OSLO (Reuters) - Religious leaders united in a silent “prayer for the planet” alongside a retreating Greenland glacier on Friday as part of a widening spiritual drive to combat climate change.
“In our small world we all need to struggle together,” said Sofie Petersen, the bishop of Greenland, of the meeting of Muslims, Jews, Buddhists and Christians aboard a cruise ship amid icebergs near Illulisat on the west coast.
Organizers said the prayer was to express common concern but stopping short of asking God to reverse the thaw. Such a request might have invited comparisons with the legendary vain attempt by 11th century English King Canute to stop the rising tide.

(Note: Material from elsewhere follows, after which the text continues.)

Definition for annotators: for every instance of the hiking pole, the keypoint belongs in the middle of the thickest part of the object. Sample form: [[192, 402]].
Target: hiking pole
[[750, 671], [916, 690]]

Patriarch Bartholomew, spiritual head of the world’s Orthodox Christians, led a two-minute silent prayer aboard the cruise ship in the iceberg-clogged fjord during a symposium he is leading called “The Arctic: Mirror of Life.”
Arctic ice has shrunk this year to the smallest on record and almost all experts say that greenhouse gases from human use of fossil fuels are behind a thaw of recent decades. Warming may also bring rising seas, floods, erosion and desertification.
“We have duties towards our fellow men, but also duties to the whole of creation,” said Rene-Samuel Sirat, a former chief Rabbi of France who was among about 200 participants.
“This prayer is a recognition that we have spoiled the earth and we now need to rectify this by changing our lifestyles,” said Musharraf Hussein, a British Muslim leader. “We seek the help of our creator to acquire the strength and ability to make the necessary changes.”
Pope Benedict gave his backing to the Greenland symposium on Wednesday in a new appeal for protection of the environment, saying issues such as climate change had become gravely important for the entire human race.
During the prayer, which ended with singing by an Inuit choir, the loudest sound was the lapping of water on icebergs in the fjord, participants said.
The North Atlantic island of Greenland has enough ice to raise world sea levels by about 7 meters (23 ft) if it all melted in coming millennia, swamping small island states and vast stretches of coast from Bangladesh to Florida.
Scientists attending the symposium will also explain research into the melt, which is putting pressure on indigenous hunting cultures and wildlife such as polar bears and seals.
“It’s remarkable how little ice there is now compared to when I was here a couple of years ago,” said Grete Hovelsrud, of the Centre for International Climate and Environmental Research in Oslo. “The rate of change has accelerated a lot and people are wondering ‘what is going on?’
“This event sends the message that climate change is upon us and we are all responsible,” said Aqqaluk Lynge, the head of Greenland’s Inuit population. “We must stop harming creation. At this point Inuit philosophy meets all other religions.”